On CPU A3 == Array{Float32, 3}; on CUDA A3 == CuArray{Float32, 3}; on Metal A3 == MtlArray{Float32, 3}. The same struct, the same field accesses, the same kernel calls. The struct is constructed once at simulation construction and lives for the entire run.

Multi-tracer fusion: 6 launches per palindrome

The default cost of multi-tracer transport on TM5 / GCHP is roughly linear in tracer count. The split-sweep paths in AtmosTransport pack all tracers into one kernel per leg:

The fused kernel takes the tracer count as a Val{Nt} type parameter. Julia's compiler unrolls the inner tracer loop at specialization time; the GPU sees a single kernel with Nt independent stores per thread. Memory bandwidth is much better utilized than launching Nt separate kernels because:

  • The m_old, m_new, and flux fields are loaded once per spatial point regardless of Nt.

  • The kernel launch overhead (a few µs on CUDA) is amortized across all tracers.

  • GPU occupancy stays high — a wavefront does useful work on every tracer in the same point rather than spinning on a small per-tracer problem.

For a Nt = 50 C180 run the speedup over the per-tracer pattern is typically 8–20× depending on Kz / convection / scheme details.

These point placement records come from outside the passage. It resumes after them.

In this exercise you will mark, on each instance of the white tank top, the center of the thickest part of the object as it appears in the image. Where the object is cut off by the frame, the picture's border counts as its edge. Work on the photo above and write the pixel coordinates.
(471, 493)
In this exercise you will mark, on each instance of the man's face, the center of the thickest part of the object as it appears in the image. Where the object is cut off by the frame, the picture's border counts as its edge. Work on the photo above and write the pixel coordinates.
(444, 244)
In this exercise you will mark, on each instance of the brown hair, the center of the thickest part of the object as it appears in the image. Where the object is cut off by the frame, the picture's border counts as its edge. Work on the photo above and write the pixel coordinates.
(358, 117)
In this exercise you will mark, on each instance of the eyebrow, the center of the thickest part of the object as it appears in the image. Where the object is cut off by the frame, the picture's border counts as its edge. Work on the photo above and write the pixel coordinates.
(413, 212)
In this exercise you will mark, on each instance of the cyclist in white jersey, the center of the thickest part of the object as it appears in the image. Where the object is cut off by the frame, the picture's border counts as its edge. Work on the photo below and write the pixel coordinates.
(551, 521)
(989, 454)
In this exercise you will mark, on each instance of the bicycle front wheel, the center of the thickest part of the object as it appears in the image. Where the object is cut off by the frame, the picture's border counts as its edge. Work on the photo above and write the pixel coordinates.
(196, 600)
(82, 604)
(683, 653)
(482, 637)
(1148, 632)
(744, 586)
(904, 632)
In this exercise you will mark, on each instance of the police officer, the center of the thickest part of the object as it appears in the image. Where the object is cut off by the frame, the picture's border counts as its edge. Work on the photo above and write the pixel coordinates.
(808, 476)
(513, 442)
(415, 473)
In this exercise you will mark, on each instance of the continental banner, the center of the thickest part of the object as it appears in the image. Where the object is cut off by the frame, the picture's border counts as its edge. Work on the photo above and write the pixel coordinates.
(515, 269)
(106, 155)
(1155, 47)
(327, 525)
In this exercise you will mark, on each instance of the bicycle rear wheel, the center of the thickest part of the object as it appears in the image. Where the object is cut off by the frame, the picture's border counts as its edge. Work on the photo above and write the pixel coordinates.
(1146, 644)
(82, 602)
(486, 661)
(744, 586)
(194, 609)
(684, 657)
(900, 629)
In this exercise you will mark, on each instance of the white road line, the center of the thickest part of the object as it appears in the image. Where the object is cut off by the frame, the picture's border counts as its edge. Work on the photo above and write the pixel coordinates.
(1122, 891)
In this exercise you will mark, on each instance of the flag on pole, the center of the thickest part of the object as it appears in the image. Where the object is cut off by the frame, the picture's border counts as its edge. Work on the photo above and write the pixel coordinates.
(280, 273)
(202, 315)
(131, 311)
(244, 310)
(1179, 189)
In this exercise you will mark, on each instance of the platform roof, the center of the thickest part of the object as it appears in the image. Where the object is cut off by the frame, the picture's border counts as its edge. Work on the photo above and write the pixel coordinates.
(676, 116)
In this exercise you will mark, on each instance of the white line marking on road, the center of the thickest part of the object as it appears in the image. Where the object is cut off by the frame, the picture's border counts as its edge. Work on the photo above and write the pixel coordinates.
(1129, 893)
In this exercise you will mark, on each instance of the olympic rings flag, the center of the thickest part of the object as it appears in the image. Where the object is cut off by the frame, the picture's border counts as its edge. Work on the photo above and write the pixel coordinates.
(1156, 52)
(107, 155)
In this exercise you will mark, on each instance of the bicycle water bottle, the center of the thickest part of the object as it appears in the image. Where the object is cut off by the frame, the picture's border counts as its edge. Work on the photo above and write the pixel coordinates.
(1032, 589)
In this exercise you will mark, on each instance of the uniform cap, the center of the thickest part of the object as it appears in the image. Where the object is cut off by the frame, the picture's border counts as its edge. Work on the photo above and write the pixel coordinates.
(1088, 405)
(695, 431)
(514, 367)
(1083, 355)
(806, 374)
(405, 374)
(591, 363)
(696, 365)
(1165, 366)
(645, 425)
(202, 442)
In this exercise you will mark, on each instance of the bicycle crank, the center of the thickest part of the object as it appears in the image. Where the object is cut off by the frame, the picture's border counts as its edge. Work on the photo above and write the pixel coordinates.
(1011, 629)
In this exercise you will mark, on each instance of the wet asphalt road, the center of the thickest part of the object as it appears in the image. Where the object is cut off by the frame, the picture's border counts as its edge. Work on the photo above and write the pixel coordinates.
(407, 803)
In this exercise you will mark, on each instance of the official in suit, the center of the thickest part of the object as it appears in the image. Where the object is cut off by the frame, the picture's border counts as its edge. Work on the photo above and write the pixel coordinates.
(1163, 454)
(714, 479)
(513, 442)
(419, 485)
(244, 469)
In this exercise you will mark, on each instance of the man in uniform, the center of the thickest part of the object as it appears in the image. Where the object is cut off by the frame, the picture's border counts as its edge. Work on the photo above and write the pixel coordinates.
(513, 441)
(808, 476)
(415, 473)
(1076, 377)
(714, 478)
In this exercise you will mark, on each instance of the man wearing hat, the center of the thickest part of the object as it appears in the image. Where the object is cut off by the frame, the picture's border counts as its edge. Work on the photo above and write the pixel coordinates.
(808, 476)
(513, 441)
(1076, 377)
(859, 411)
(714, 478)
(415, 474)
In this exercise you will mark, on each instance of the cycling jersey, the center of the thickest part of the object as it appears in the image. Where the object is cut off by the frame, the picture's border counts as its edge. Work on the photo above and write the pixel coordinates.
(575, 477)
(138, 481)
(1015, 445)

Type stability is the second performance pillar

If you have profiled a Julia code with @code_warntype you know that any ::Any field, any Vector{AbstractFoo}, any Ref{Any} is a runtime dispatch in every read of that value. Across the operators and adjoint paths, type stability is enforced by construction: the typed contracts in src/Preprocessing/transport_binary/window_contracts.jl, the _CSTapeOp union (src/Tape/TapeRecords.jl), parametric workspaces, and abstract-type subtype parameters on structs all exist to keep the compiled code free of dynamic dispatch in inner loops.

This is not free — the codebase requires care to maintain. The internal review notes (see docs/memos/) track every known type-instability site.

The I/O side

Why mmap is the right primitive

NetCDF was designed for scientific exchange: the file is self-describing, portable, compressed, with arbitrary subsetting patterns. Those properties cost CPU on every read. For a runtime that reads the same fields in the same order every window for weeks at a time, those costs are wasted.

mmap is the opposite: a single mmap call returns a virtual address, and from then on the OS page cache serves the data with zero syscalls. The runtime's window-read loop:

julia
function read_window!(reader::TransportBinaryReader, k::Int;
                     m::AbstractArray{FT, 3} = ...,
                     am::AbstractArray{FT, 3} = ...,
                     ...) where FT
    off = reader.header_bytes + (k - 1) * reader.bytes_per_window
    copyto!(m,  reinterpret(FT, view(reader.payload, off:off+m_nbytes-1)) )
    off += m_nbytes
    copyto!(am, reinterpret(FT, view(reader.payload, off:off+am_nbytes-1)))
    # ... etc ...
end

The copyto! is the only memory traffic per window read; there is no schema parse, no decompression, no allocation. On a warm page cache the cost is bandwidth-limited (a few hundred µs at C180 for all fields combined).

Bypassing NetCDF entirely

For a C180 day with cmfmc+dtrain+qv+all flux deltas, the NetCDF equivalent of the binary loads in ~150–300 ms per window under good page cache; the binary loads in <1 ms.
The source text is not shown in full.